Facebook’s Graph Search Won’t Hurt Google Without Your Help
Facebook hopes you’ll use its new social search feature, Graph Search, to find everything from dentists your friends recommend in New York to restaurants they’re talking about in San Francisco. But while the tool appears to be a smart way to glean insights from your connections, it is inherently limited by the amount of useful information shared within a user’s social circle or made publicly available by those outside that circle. That means it may take time—and effort on the part of Facebook users—for it to be truly useful.
Graph Search, which was announced Tuesday and is available to a handful of Facebook’s billion users, allows you to use natural-language terms to quickly search through all the people, places, images, and interests listed in your social network. It also searches publicly available information on Facebook, so a search for “Photos of Paris, France” would show more than just snapshots taken by your friends. And information from the rest of the Web is delivered through a partnership with Microsoft’s Bing search engine.
Because of Facebook’s size and influence, experts say, Graph Search could be a threat to search leader Google and social sharing sites such as Yelp and Foursquare. Yelp’s stock, at least, is already feeling the impact. Its shares fell nearly 8 percent in trading on Tuesday.
Many people have Facebook open in their Web browser all day, so it “seems so easy to just go do a search there,” says Nick Cassimatis, an associate professor in Rensselaer Polytechnic Institute’s cognitive science department and the founder of natural-language search startup SkyPhrase.
However, while there are more than 240 billion photos and a trillion connections on Facebook, Graph Search doesn’t provide access to any new information. It just makes it easier to mine the data you already have access to. Facebook will need its users to help make Graph Search work well—by contributing more “likes,” uploading more photos, and checking in to more places.

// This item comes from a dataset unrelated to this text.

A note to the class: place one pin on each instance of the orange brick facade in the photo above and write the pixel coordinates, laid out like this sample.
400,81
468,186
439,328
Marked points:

Danny Sullivan, editor in chief of the website Search Engine Land, says it “remains to be seen” how well Graph Search will work. Sullivan says encouraging people to contribute more information could be a big challenge, limiting the amount of information Facebook can tap into. If users can’t find what they’re looking for consistently, he says, they won’t use the feature. Graph Search is also limited in that it doesn’t yet incorporate data from Facebook’s Open Graph, which includes information from other Websites and services, such as songs you listen to on Spotify.
Facebook hopes that Graph Search will indeed inspire many users to share more. Speaking on the sidelines of the product’s unveiling Tuesday, Tom Stocky, a director of product at Facebook who helped lead the creation of Graph Search, said users might feel inspired to share more information after using the tool.
Greg Ver Steeg, a computer scientist who studies social networks at the University of Southern California’s Computer Sciences Institute, is skeptical that users will want to spend much time feeding complex queries into Graph Search. “The really successful additions to social media are things that reduce your cognitive load, not add to it—things that make it easier and more automatic to find what you like,” he says.
Graph Search tries to autocomplete queries as Google does, and it includes a number of default search suggestions—”Photos of my friends,” “Restaurants nearby,” “Photos my friends like”—that pop up when a user clicks on the query bar at the top of the home page. While people may try these, Ver Steeg believes most won’t want to exert the effort it takes to type in something more.
If other users do put in the effort, he points out, the results you see will be limited by the size of your social network plus, in some cases, publicly available data. He says this may feel like an artificial limitation when searching for suggestions on things you might like.